Massachusetts is notorious for having hyper-technical rules about notarization. The trouble started in 2009 with the bankruptcy case of Matthew H. Giroux. Mr. Giroux signed a mortgage in front of a notary public. He acknowledged to the notary public that he signed the mortgage voluntarily for its stated purpose. The notary public signed where he was supposed to, affixed his notarial seal, and inserted the expiration of his commission. The mortgage was then recorded in the appropriate registry of deeds. The notary public, however, forgot to insert Mr. Giroux’s name in the certificate of acknowledgement (the notary block on the mortgage); so it said: “[B]efore me personally appeared _____________ to me known to be the person (or persons) described in and who executed the foregoing instrument . . . .” The bankruptcy court didn’t like that and invalidated the mortgage.
Ok, lesson learned. Notaries—don’t forget to fill in the name of the person who signed the mortgage.
Then, in 2013, an appellate bankruptcy court muddied the waters even further in the case of Shawn and Annemarie Kelley. The court invalidated the Kelleys’ mortgage that was signed under a power of attorney because the certificate of acknowledgement indicated that the individual who signed the mortgage on behalf of Mr. and Mrs. Kelley acknowledged that she did so as her own free act (i.e., the free act of the person who physically put pen to paper). The court found that the acknowledgement should have said that she signed it as the free act and deed of the persons on whose behalf she was signing (i.e., the Kelleys). Not only that, but the certificate of acknowledgement on the offending mortgage mirrored (more or less) the form certificate of acknowledgement contained in an Executive Order issued by the Governor of Massachusetts (which effectively served as the Massachusetts manual for notaries public). The court didn’t care, and essentially found that the form used (i.e., the form that the Governor ordered that all notaries should use) was incorrect.
The court invalidated the Kelleys’ mortgage that was signed under a power of attorney…
Well, I can only guess that the Massachusetts legislature thought this state of affairs was a little silly (as do I, if you couldn’t tell from the tone of the preceding paragraph). On October 6, 2016, a new statute was passed in Massachusetts called “An Act Regulating Notaries Public to Protect Consumers and the Validity and Effectiveness of Recorded Instruments.” The statute seeks to accomplish a few very important things. First of all, it essentially replaces the old notary law with the Executive Order referenced above (the one that the court said had incorrect notarial forms). In other words, the legislature deleted the old statute and (more or less) copied and pasted the Executive Order in its place. Now there can be almost no argument (but you know us lawyers and our wacky arguments) that the forms promulgated by the Governor are not sufficient—the Executive Order and the statutory forms are almost identical. Second, the Act is explicit that notaries public may use the new statutory forms, but that the existence of those forms “shall not preclude the use of any other forms lawfully used as required or authorized by any general or special law or any regulation or executive order regulating notaries public.” Third, the new law explicitly states that the certificate of acknowledgement is not invalid if it acknowledges “the voluntary act of an individual executing a document in a representative capacity [presumably including persons acting under power of attorney as well as officers/members/managers signing on behalf of a corporation or limited liability company] but fail[s] to acknowledge the deed or instrument as the voluntary or free act of the principal or grantor,” directly overruling the holding in the Kelley case.

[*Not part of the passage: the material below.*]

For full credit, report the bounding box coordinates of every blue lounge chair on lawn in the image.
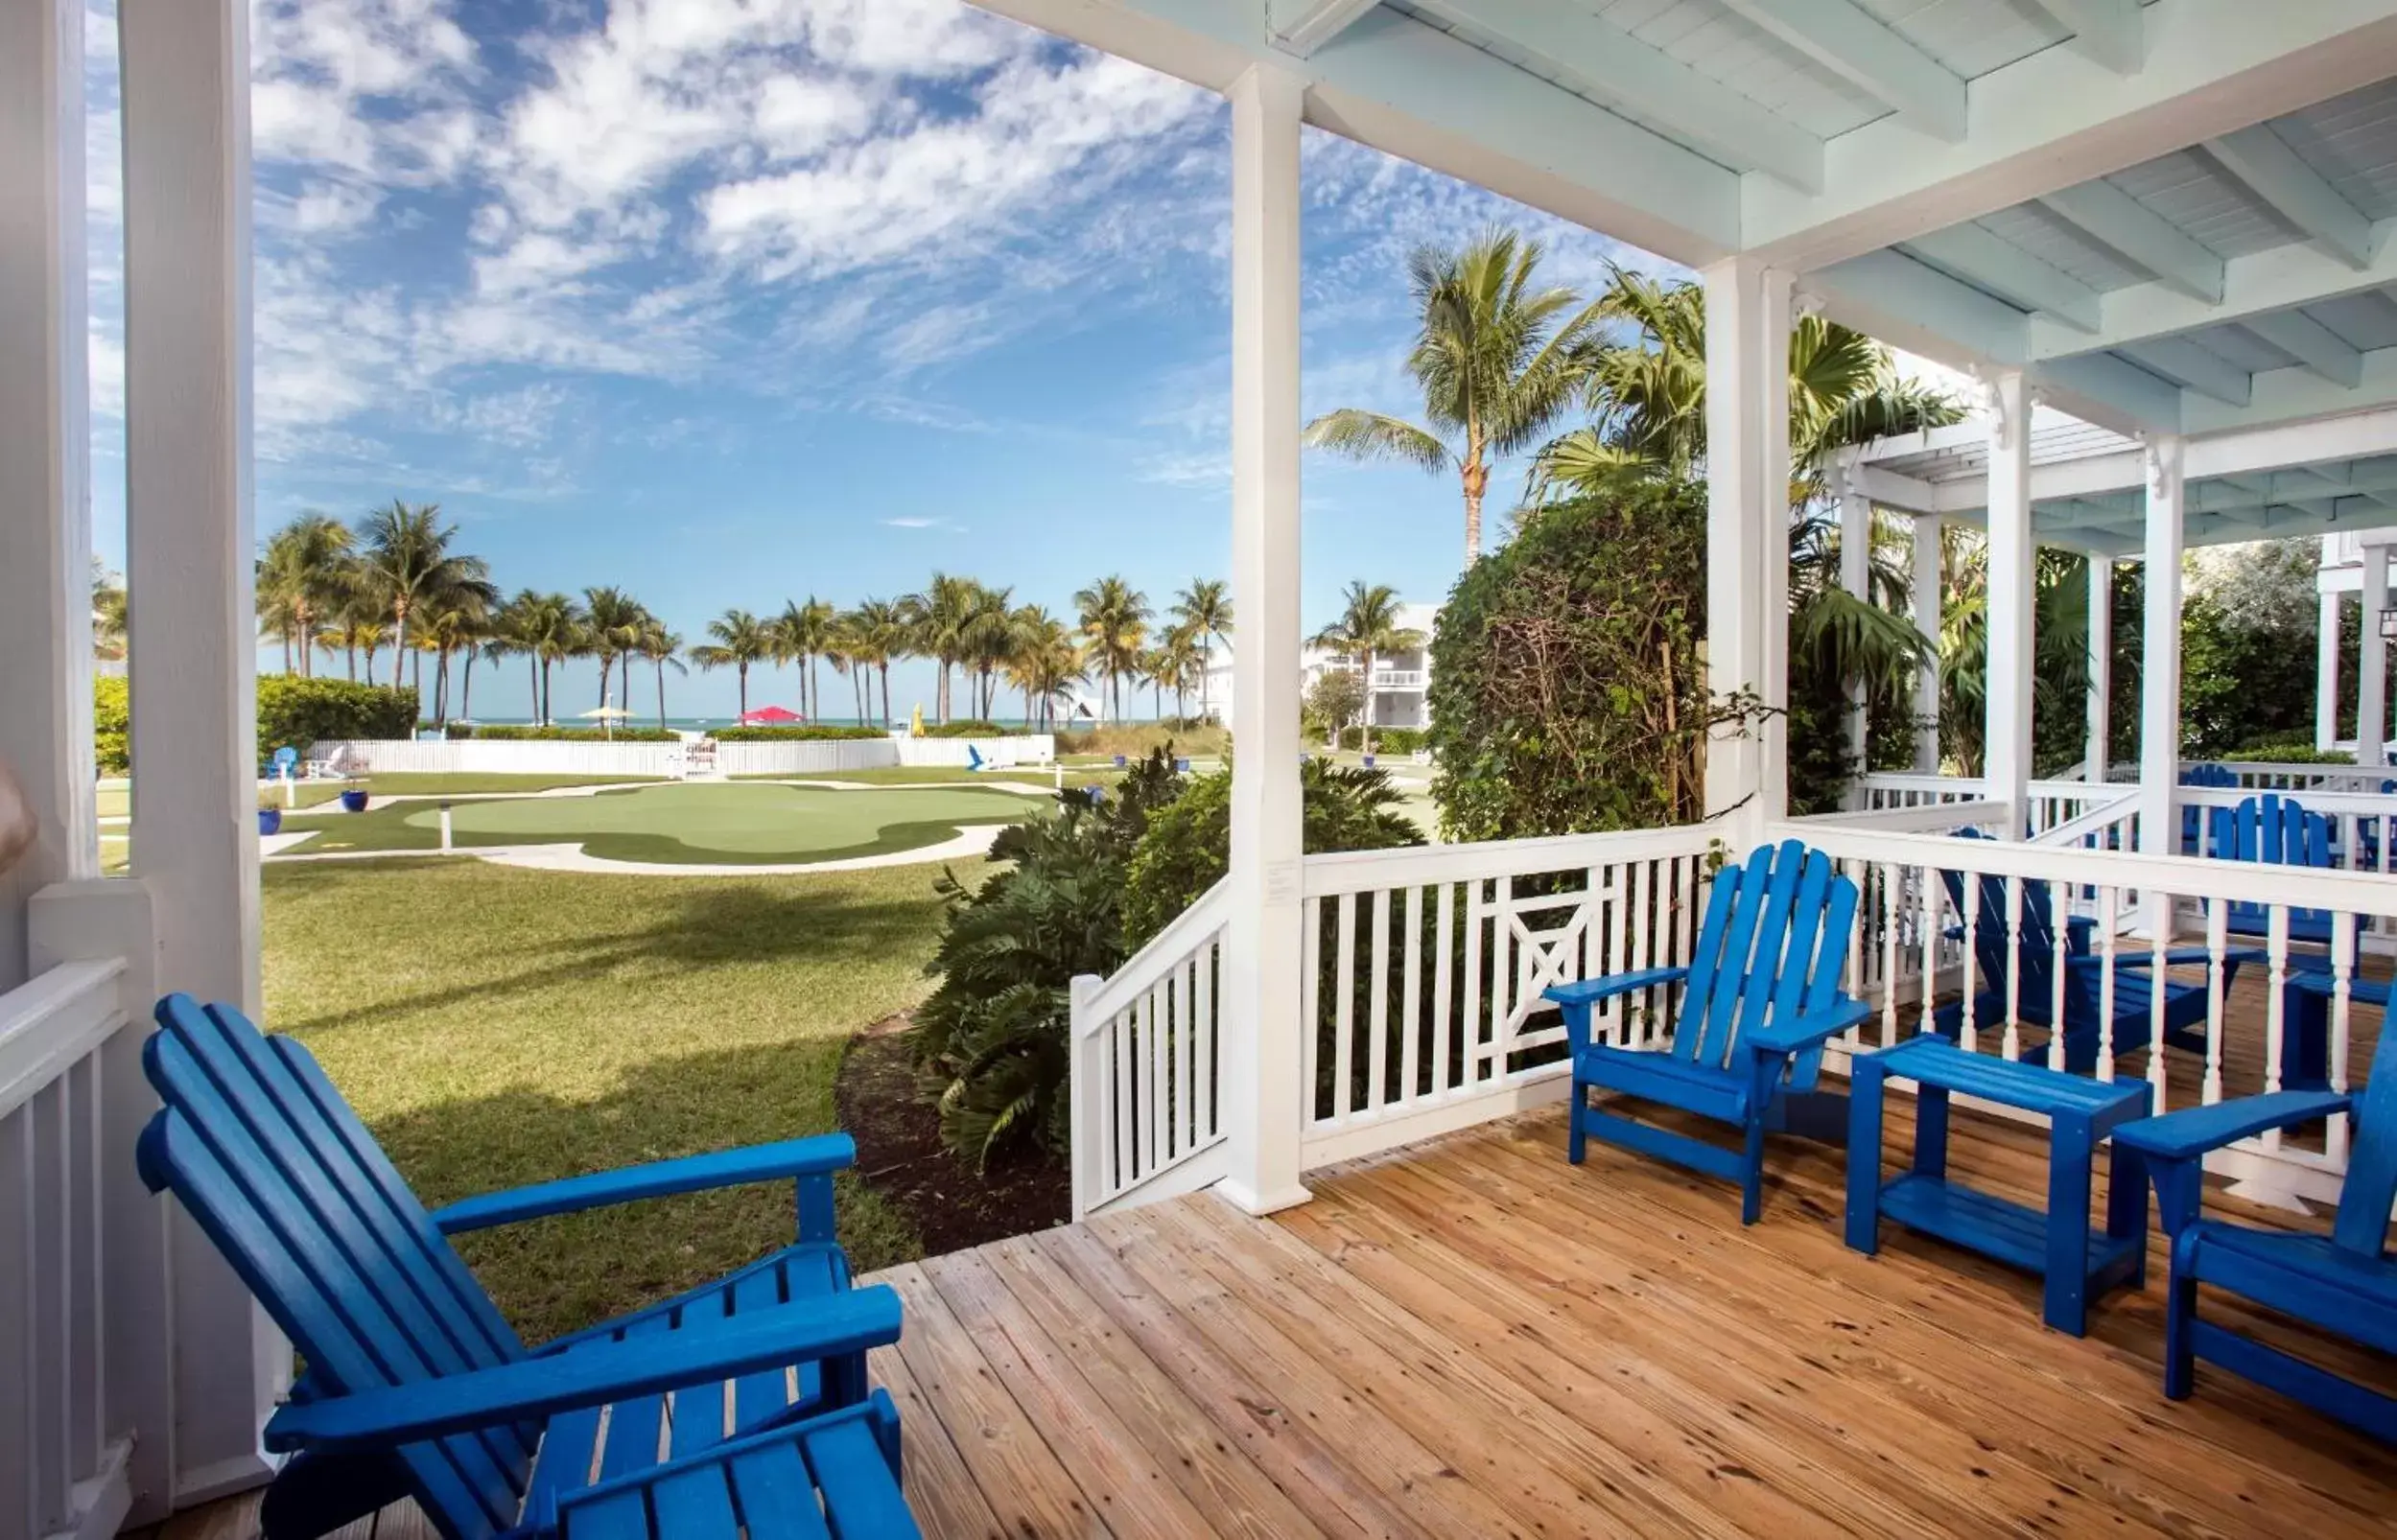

The new statute comes into effect on or about January 4, 2017.
So, the moral of this story is (a) the Massachusetts legislature just gave us some wiggle room when it comes to notarizing mortgages and deeds (but just a little wiggle room; note, for example, the new statute does not necessarily solve the problem noted in the introductory paragraph above) and (b), Massachusetts has new statutory forms for acknowledgements, oaths (jurats), etc. These new statutory forms may or may not be consistent with many banks’ current forms, depending whether they use the old forms from the Executive Order (which are mostly, but not entirely, identical), whether they use the old statutory forms (which remain acceptable for use), or whether they use some hybrid (which some banks may have adopted in the wake of Kelley and related cases).